I went to Christmas markets in every European city I visited, but my favorites were in Berlin. Each night, after dinner, Naomi and I would wander through colorful stalls, sipping steaming Glühwein, stopping frequently to sample fried apple, lebkuchen, and currywurst. We would linger at stalls selling cuckoo clocks, painted nutcrackers, and hand-carved music boxes before pulling ourselves away. On our second night in the city, we found the Berliner Weihnachtszeit Market and sat under the light of the giant Ferris wheel, eating crepes with Nutella and watching the ice-skaters make their way around the rink. A group of older German men stood at a pavilion nearby, drinking mead out of clay jars and singing along to the barrel organ music. I could see their breath in the air as they toasted and clanked their mugs. In that moment, I felt like joining them. I wanted to toast the Christmas market itself, the feeling of camaraderie and joy and warmth that emanated from the men drinking and singing in the cold, from the couple ice-skating and holding hands, from the little boy and girl squealing as the Ferris wheel rotated in the air.

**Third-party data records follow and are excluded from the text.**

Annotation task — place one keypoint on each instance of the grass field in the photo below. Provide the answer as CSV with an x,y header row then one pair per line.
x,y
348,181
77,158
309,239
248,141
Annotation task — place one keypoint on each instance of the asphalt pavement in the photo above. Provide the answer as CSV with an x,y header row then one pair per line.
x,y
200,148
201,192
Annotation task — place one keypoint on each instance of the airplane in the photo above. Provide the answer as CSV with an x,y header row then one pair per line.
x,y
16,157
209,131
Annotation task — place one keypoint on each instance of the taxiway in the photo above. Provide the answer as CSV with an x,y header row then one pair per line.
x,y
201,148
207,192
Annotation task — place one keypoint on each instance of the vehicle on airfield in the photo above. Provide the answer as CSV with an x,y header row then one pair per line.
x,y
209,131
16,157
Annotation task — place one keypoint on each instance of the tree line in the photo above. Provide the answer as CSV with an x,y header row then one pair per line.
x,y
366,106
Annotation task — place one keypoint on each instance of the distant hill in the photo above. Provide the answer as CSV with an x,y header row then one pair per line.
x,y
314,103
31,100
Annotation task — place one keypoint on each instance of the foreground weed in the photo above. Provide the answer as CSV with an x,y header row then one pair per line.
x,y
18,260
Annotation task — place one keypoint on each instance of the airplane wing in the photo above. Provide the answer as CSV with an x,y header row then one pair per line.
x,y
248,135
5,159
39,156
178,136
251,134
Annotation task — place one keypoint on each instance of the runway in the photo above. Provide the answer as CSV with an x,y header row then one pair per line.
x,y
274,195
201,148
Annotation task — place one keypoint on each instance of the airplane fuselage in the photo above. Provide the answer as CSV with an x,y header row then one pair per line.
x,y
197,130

When I heard about the attack on the Breitscheidplatz Christmas market in Berlin, I thought back to that experience, to the snow and the carols and the crowds of people from dozens of different countries, buying gifts under the lights. It was so real for me.
I count my blessings this Christmas to have seen a piece of the world and to be back home, safe and sound, and surrounded by the people I love.